DHAAK: Less than a month after electing a new parliament, Tunisians will vote Sunday in their first-ever open democratic presidential election, completing a tumultuous democratic transition begun with their revolution nearly four years ago.
The front-runner, Beji Qaid Al Sebsi, who turns 88 next week, leads a field of 27 candidates that includes former dissidents and political prisoners, former officials from the dictatorship, a millionaire football boss, and a female magistrate - the only woman in the race.

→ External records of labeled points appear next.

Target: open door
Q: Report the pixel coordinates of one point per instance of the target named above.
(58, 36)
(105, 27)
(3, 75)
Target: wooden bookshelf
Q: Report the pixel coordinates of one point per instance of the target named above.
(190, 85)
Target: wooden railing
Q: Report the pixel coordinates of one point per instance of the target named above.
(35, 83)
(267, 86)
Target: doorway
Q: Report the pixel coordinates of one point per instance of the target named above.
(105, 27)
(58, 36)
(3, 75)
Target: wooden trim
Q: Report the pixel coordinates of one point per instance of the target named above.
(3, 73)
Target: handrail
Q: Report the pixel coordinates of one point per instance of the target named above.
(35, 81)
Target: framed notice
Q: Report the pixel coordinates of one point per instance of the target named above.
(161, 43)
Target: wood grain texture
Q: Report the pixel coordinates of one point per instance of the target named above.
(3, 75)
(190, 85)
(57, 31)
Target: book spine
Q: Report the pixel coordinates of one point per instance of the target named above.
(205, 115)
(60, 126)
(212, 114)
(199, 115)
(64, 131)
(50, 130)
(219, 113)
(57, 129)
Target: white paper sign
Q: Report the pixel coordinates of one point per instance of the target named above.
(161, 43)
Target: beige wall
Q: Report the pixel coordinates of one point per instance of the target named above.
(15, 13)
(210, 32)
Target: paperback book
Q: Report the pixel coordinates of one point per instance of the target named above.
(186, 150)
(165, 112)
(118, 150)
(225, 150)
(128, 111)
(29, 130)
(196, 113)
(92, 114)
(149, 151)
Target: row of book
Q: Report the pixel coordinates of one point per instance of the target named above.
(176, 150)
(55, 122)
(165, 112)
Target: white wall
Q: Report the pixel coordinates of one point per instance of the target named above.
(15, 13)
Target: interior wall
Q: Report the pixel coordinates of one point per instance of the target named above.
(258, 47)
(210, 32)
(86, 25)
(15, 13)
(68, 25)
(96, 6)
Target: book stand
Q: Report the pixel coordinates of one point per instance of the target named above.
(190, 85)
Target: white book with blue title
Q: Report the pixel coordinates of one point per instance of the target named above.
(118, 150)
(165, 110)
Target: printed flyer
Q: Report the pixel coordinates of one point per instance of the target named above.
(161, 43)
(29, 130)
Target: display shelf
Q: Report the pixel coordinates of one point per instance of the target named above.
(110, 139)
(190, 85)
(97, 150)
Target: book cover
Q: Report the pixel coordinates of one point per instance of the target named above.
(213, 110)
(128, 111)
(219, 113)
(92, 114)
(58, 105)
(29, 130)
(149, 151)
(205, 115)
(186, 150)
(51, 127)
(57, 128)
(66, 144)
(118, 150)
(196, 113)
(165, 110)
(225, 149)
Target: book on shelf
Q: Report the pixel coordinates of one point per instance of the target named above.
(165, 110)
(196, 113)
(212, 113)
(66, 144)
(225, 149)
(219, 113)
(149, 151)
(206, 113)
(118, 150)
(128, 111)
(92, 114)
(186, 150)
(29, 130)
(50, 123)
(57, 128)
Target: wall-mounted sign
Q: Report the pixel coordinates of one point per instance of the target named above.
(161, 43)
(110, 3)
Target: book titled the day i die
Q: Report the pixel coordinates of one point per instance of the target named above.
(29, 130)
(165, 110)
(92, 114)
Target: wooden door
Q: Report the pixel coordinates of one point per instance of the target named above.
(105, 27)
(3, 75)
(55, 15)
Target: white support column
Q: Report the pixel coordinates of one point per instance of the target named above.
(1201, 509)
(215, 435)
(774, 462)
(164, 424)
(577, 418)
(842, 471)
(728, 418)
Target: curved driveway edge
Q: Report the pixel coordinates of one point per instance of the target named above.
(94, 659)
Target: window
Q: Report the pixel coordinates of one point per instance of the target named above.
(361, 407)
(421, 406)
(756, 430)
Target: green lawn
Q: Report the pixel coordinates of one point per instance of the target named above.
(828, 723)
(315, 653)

Al Sebsi has promised to restore the authority of the state and stability to a country that has struggled with economic malaise and a rise in Islamist terrorism since the overthrow of the autocratic president, Zine Al Abidine Bin Ali.
For many Tunisians, weary of two years of sometimes chaotic rule by the country’s Islamist party, Al Nahda, that followed the revolution, Al Sebsi is seen as a reassuring figure.
‘In this period we need him, his capacity and his expertise,’ said Tarek Bin Sulaimain, a retired printer, shouting over the cheers at a rally in Tunis, gulfnews reports.
‘He is the one who created the political balance. If not for him, things would have been worse.’
Al Sebsi is riding the success of his secular two-year-old party, Nida Tunis (Call for Tunisia), which gained the most seats in the legislative elections in October and will lead a coalition government.